Obesity and Bariatric Surgery Drive Epigenetic Variation of Spermatozoa in Humans.

Obesity is a heritable disorder, with children of obese fathers at higher risk of developing obesity. Environmental factors epigenetically influence somatic tissues, but the contribution of these factors to the establishment of epigenetic patterns in human gametes is unknown. Here, we hypothesized that weight loss remodels the epigenetic signature of spermatozoa in human obesity. Comprehensive profiling of the epigenome of sperm from lean and obese men showed similar histone positioning, but small non-coding RNA expression and DNA methylation patterns were markedly different. In a separate cohort of morbidly obese men, surgery-induced weight loss was associated with a dramatic remodeling of sperm DNA methylation, notably at genetic locations implicated in the central control of appetite. Our data provide evidence that the epigenome of human spermatozoa dynamically changes under environmental pressure and offers insight into how obesity may propagate metabolic dysfunction to the next generation.

DNA methylation is altered in B and NK lymphocytes in obese and type 2 diabetic human.

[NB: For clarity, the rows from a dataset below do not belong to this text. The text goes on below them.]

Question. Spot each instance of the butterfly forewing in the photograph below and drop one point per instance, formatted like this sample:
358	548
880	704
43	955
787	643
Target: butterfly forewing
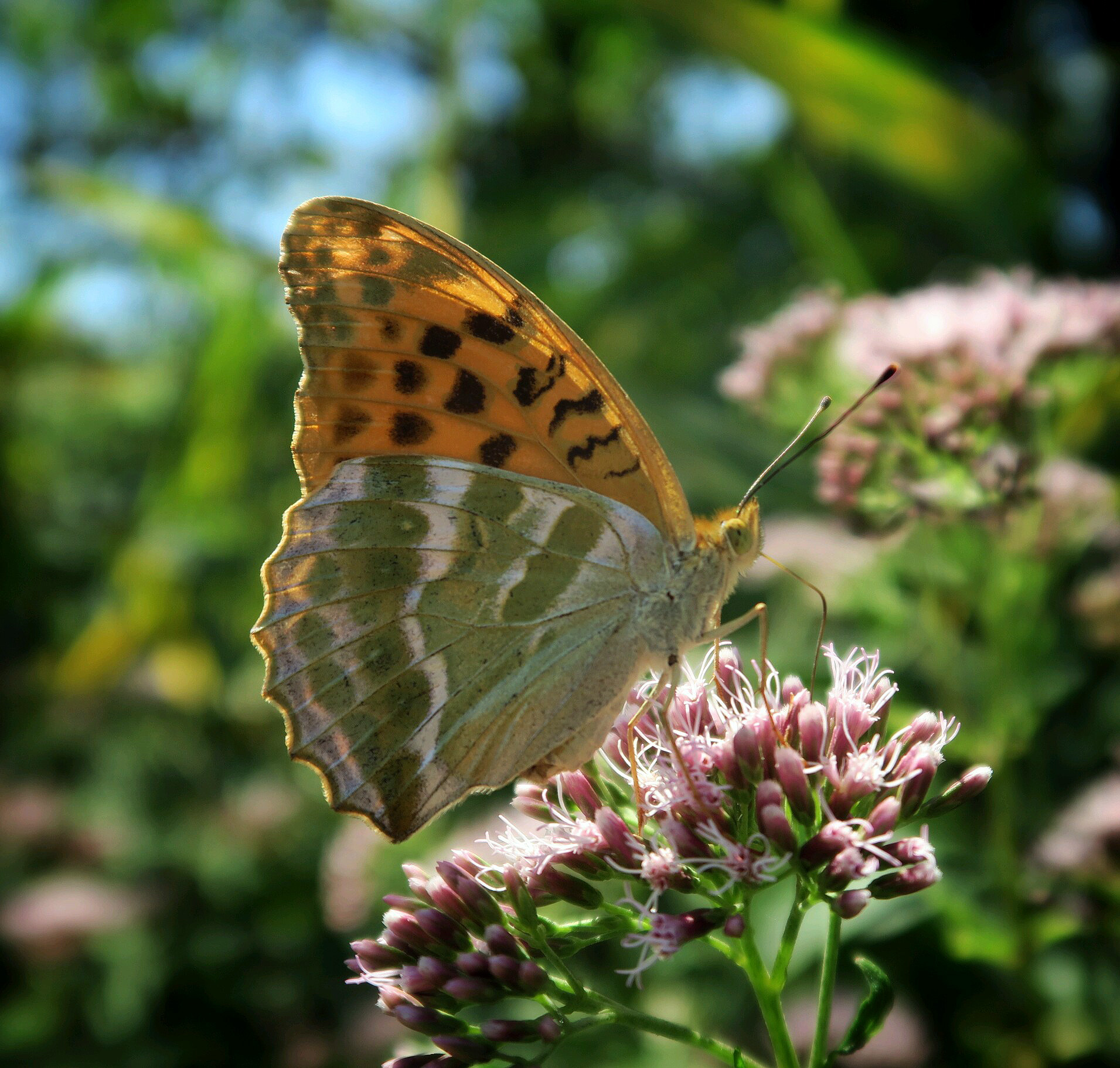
435	627
415	344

OBJECTIVE: Obesity is associated with low-grade inflammation and the infiltration of immune cells in insulin-sensitive tissues, leading to metabolic impairment. Epigenetic mechanisms control immune cell lineage determination, function and migration and are implicated in obesity and type 2 diabetes (T2D). The aim of this study was to determine the global DNA methylation profile of immune cells in obese and T2D individuals in a cell type-specific manner. MATERIAL AND METHODS: Fourteen obese subjects and 11 age-matched lean subjects, as well as 12 T2D obese subjects and 7 age-matched lean subjects were recruited. Global DNA methylation levels were measured in a cell type-specific manner by flow cytometry. We validated the assay against mass spectrometry measures of the total 5-methylcytosine content in cultured cells treated with the hypomethylation agent decitabine (r=0.97, p<0.001). RESULTS: Global DNA methylation in peripheral blood mononuclear cells, monocytes, lymphocytes or T cells was not altered in obese or T2D subjects. However, analysis of blood fractions from lean, obese, and T2D subjects showed increased methylation levels in B cells from obese and T2D subjects and in natural killer cells from T2D patients. In these cell types, DNA methylation levels were positively correlated with insulin resistance, suggesting an association between DNA methylation changes, immune function and metabolic dysfunction. CONCLUSIONS: Both obesity and T2D are associated with an altered epigenetic signature of the immune system in a cell type-specific manner. These changes could contribute to the altered immune functions associated with obesity and insulin resistance.